Wytworzony na zachodzie dobrobyt i napędzany nim rozwój cywilizacyjny, klasyfikowano, jako rezultat wyższości mieszkańców zachodu nad resztą populacji świata, a nie, jak to naprawdę było, wytwór kolonialnej grabieży i wyzysku. Przekonywanie ludności kolonialnej do takiej interpretacji rzeczywistości stanowiło istotny element w mitygowaniu nastrojów antykolonialnych.

 

Rezultatem podobnych manipulacji psychologią społeczną, jest dzisiejsza neokolonialna mentalność mieszkańców III RP. W głębi duszy wierzą oni głęboko w swą niższość w stosunku do obywateli państw zachodnich, w ogólności, a Niemiec w szczególności. Taki paradygmat neutralizuje w zupełności wszelkie potencjalne odruchy obronne.

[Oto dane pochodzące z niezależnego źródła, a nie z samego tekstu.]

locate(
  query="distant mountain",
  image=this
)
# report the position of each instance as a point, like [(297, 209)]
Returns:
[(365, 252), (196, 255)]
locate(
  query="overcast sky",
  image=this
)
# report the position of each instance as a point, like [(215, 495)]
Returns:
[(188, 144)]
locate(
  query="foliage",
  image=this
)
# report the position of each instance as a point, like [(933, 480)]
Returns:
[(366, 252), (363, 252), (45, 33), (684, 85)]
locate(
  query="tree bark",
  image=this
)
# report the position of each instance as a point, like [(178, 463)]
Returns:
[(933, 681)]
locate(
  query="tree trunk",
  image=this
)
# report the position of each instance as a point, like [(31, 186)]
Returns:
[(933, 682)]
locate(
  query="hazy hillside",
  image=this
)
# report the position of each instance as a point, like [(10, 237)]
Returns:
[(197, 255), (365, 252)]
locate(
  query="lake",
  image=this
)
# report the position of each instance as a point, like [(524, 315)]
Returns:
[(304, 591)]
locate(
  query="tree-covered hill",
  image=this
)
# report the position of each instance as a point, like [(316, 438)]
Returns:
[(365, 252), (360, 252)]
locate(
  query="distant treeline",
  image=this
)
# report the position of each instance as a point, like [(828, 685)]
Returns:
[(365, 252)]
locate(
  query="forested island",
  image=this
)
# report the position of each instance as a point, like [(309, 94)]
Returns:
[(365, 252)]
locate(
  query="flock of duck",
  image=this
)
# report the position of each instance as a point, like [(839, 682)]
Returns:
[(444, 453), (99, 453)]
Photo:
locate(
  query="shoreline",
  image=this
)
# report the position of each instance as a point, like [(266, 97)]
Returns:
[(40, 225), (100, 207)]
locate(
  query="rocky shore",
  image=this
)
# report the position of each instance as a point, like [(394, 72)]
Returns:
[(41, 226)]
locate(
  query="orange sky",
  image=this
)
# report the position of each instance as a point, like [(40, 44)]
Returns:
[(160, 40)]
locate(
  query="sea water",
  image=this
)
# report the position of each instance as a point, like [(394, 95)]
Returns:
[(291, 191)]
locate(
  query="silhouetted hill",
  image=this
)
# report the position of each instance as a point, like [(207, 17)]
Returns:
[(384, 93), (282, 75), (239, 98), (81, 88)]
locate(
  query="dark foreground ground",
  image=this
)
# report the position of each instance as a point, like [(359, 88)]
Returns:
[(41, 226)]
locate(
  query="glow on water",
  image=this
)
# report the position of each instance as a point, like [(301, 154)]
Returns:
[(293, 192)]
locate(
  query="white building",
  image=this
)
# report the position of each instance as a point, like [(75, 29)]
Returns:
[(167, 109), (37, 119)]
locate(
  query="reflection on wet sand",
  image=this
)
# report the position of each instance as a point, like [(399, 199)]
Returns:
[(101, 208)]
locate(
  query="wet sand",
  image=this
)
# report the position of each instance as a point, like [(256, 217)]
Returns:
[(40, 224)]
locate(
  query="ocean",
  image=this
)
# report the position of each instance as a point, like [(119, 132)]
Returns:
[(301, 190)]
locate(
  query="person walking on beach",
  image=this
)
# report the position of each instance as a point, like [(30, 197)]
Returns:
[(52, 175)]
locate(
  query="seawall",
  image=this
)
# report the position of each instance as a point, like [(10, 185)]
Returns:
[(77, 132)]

W końcu, jeśli (przykładowo) jest się beztalenciem muzycznym, to trudno mieć pretensje z powodu wykluczenia z grona solistów operowych.

 

Prawda jest jednak diametralnie inna. Przez ostatnie ćwierćwiecze, zachód za pomocą swych agentów, zwanych w III RP „elitami”, skutecznie niszczył wszelkie przejawy inicjatyw społecznych, paraliżował przy pomocy rozbudowanego do monstrualnych rozmiarów aparatu biurokratycznych pasożytów i szkodników (kierowanych przez wspomniane „elity”) wszelkie próby sanacji, tworząc w społeczeństwie atmosferę bezsilności. W Niemczech wszystko się udaje, w Polsce nic-wie o tym każdy obywatel III RP, obarczając za to winą „polskie przywary” i „polską nieudolność”. Wniosek z tego prosty! Emigrować, porzucić ten przeklęty kraj i nie marnować sił na walkę z wiatrakami! Tak rozumuje w głębi duszy prawie każdy obywatel. Katastrofalne rezultaty takiego myślenia są dziś w pełni widoczne.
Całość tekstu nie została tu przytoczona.